Understanding Stealth Malware | The Invisible Things Blog

Ever wondered whether Blue Pill really works or was just a PR stunt? Ever wanted to see how practical are various timing attacks against it? (And can even those “unpractical” be cheated?) Or how many Blue Pills inside each other can you run and still be able to play your favorite 3D game smoothly? Or how deep Alex can hook into Windows NDIS to bypass your personal firewall? Do you want to see Patch Guard from a “bird’s eye view” perspective? Or do you simply want to find out how well the latest Vista x64 kernel is protected? Ever wondered how rootkits like Deepdoor and Firewalk really worked?

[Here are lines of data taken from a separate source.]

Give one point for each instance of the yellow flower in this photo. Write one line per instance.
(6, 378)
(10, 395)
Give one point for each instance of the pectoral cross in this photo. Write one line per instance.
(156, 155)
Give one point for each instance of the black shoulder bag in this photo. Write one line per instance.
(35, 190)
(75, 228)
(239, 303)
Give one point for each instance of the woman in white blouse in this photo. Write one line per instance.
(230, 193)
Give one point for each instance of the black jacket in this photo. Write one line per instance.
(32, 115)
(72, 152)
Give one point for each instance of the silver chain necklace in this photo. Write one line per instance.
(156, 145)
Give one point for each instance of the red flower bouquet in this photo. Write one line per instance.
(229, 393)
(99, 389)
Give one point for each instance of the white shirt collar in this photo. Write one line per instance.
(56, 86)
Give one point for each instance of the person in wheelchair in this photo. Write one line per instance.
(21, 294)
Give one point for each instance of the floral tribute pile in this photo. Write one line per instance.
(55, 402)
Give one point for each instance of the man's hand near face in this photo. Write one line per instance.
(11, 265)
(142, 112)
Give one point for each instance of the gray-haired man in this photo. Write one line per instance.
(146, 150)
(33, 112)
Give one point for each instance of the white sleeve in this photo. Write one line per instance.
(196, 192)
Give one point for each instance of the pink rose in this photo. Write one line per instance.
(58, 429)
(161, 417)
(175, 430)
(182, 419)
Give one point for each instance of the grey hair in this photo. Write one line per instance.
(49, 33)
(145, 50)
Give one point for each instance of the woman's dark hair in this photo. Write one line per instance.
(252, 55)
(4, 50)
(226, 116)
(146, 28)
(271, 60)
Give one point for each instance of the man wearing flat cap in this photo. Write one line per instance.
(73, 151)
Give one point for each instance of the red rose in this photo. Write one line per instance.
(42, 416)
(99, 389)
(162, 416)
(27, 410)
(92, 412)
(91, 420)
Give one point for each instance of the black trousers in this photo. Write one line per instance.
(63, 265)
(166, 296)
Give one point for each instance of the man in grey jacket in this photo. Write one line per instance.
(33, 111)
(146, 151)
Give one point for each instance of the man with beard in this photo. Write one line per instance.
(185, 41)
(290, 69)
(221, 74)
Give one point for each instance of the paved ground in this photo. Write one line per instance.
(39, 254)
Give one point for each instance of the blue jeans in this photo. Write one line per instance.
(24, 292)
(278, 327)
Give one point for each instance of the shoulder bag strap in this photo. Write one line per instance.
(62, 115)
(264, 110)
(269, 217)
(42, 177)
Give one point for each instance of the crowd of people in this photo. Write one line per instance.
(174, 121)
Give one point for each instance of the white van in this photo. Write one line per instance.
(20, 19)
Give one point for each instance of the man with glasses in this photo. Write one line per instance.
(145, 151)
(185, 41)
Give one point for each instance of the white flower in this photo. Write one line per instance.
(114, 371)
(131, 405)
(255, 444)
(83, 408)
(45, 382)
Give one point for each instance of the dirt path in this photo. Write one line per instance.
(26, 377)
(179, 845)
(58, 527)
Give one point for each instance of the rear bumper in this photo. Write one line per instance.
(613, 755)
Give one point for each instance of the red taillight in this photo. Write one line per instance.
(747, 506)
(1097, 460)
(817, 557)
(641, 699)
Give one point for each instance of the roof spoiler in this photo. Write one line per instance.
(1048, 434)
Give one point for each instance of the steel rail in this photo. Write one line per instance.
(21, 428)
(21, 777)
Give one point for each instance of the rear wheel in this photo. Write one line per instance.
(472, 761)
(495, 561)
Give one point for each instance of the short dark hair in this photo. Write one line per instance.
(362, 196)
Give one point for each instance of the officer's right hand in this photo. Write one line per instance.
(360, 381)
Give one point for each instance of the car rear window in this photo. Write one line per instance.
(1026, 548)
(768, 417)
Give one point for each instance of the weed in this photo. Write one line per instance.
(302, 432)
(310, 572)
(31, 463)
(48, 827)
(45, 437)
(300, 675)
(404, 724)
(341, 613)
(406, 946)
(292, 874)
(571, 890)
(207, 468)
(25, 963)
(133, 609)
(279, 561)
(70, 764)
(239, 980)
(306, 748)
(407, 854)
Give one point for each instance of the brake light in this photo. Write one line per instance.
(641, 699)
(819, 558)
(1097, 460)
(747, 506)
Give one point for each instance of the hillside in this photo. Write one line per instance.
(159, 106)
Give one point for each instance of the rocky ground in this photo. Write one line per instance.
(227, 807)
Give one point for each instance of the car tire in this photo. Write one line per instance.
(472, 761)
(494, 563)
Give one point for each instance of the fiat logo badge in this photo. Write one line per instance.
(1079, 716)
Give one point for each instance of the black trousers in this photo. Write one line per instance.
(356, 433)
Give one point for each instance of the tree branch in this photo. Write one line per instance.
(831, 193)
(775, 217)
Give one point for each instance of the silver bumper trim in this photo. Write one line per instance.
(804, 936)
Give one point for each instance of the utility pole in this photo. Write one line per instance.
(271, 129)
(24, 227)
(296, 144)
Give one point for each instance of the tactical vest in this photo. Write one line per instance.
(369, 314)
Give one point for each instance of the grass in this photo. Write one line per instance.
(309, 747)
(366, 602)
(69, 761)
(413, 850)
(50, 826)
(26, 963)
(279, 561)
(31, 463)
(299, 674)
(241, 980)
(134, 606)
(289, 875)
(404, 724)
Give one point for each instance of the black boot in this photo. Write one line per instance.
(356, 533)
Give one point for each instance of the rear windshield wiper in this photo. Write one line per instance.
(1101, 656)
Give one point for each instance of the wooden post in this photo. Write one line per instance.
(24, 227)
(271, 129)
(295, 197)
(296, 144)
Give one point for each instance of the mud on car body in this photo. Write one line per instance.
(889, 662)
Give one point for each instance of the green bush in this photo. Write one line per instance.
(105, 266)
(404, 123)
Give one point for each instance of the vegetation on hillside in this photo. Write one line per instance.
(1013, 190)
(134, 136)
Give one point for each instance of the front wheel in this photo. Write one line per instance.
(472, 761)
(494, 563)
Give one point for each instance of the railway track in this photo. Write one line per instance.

You can’t sleep, because you’re thinking constantly about how Blue Pill-like malware can be prevented? Does Northbridge hacking sound sexy to you? :)

At the very end of July, during the Black Hat Briefings in Las Vegas, Alex Tereshkin and I will be running a training “Understanding Stealth Malware”, where you should be able to find answers to the above questions plus many more.

The training will feature many previously unpublished techniques, implementation details, and of course lots of brand new code, developed especially for the training. The code will include sample rootkits similar to Deepdoor, Firewalk, Blue Pill and Delusion (but redesigned and rewritten from scratch) as well as some more exotic things, like e.g. anti-hardware-forensic attacks.

As the training will be focused on Windows platform and Vista x64 specifically, we will also present some new kernel attacks against latest Vista x64 builds. These attacks, of course, work on the fly and do not require system reboot and are not afraid of the TPM/Bitlocker protection. (Although they could also be used to bypass Vista DRM protection, this subject will not be discussed during the training).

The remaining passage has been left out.